Lapshinova-Koltunski, Ekaterina; Bizzoni, Yuri; Przybyl, Heike; Teich, Elke

Found in translation/interpreting: combining data-driven and supervised methods to analyse cross-linguistically mediated communication

Proceedings of the Workshop on Modelling Translation: Translatology in the Digital Age (MoTra21), Association for Computational Linguistics, pp. 82-90, online, 2021.
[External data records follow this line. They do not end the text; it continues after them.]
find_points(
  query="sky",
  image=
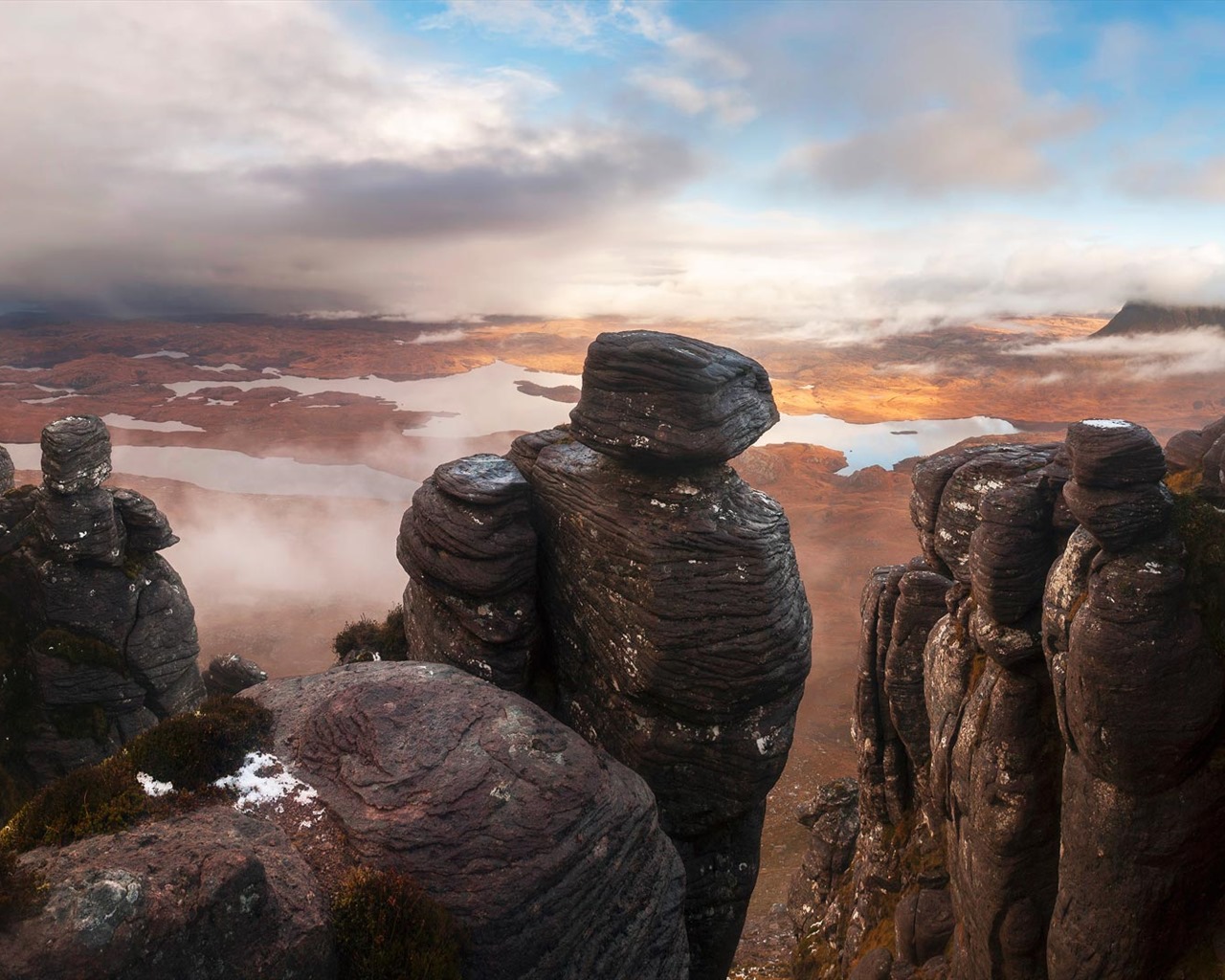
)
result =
(834, 168)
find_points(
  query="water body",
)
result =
(486, 399)
(239, 473)
(883, 442)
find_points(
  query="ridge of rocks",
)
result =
(1037, 704)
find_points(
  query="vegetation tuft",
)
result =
(189, 751)
(1202, 528)
(389, 928)
(79, 650)
(358, 642)
(20, 889)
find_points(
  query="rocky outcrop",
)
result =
(678, 629)
(469, 549)
(658, 401)
(231, 674)
(1073, 701)
(546, 852)
(100, 638)
(1141, 316)
(202, 897)
(677, 624)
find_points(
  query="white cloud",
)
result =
(1147, 355)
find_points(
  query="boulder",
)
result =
(471, 551)
(231, 674)
(680, 639)
(77, 455)
(1114, 454)
(659, 399)
(547, 852)
(207, 896)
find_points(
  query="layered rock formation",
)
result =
(678, 630)
(100, 638)
(547, 852)
(1057, 770)
(211, 895)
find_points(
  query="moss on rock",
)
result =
(358, 642)
(389, 928)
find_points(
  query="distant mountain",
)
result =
(1158, 318)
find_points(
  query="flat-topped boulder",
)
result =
(1114, 454)
(659, 399)
(547, 852)
(7, 471)
(77, 455)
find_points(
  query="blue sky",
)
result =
(835, 166)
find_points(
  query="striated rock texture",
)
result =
(1058, 819)
(1140, 316)
(659, 401)
(547, 852)
(202, 897)
(99, 637)
(678, 629)
(471, 552)
(679, 625)
(231, 674)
We report on a study of the specific linguistic properties of cross-linguistically mediated communication, comparing written and spoken translation (simultaneous interpreting) in the domain of European Parliament discourse. Specifically, we compare translations and interpreting with target language original texts/speeches in terms of (a) predefined features commonly used for translationese detection, and (b) features derived in a data-driven fashion from translation and interpreting corpora. For the latter, we use n-gram language models combined with relative entropy (Kullback-Leibler Divergence). We set up a number of classification tasks comparing translations with comparable texts originally written in the target language and interpreted speeches with target language comparable speeches to assess the contributions of predefined and data-driven features to the distinction between translation, interpreting and originals. Our analysis reveals that interpreting is more distinct from comparable originals than translation and that its most distinctive features signal an overemphasis of oral, online production more than showing traces of cross-linguistically mediated communication.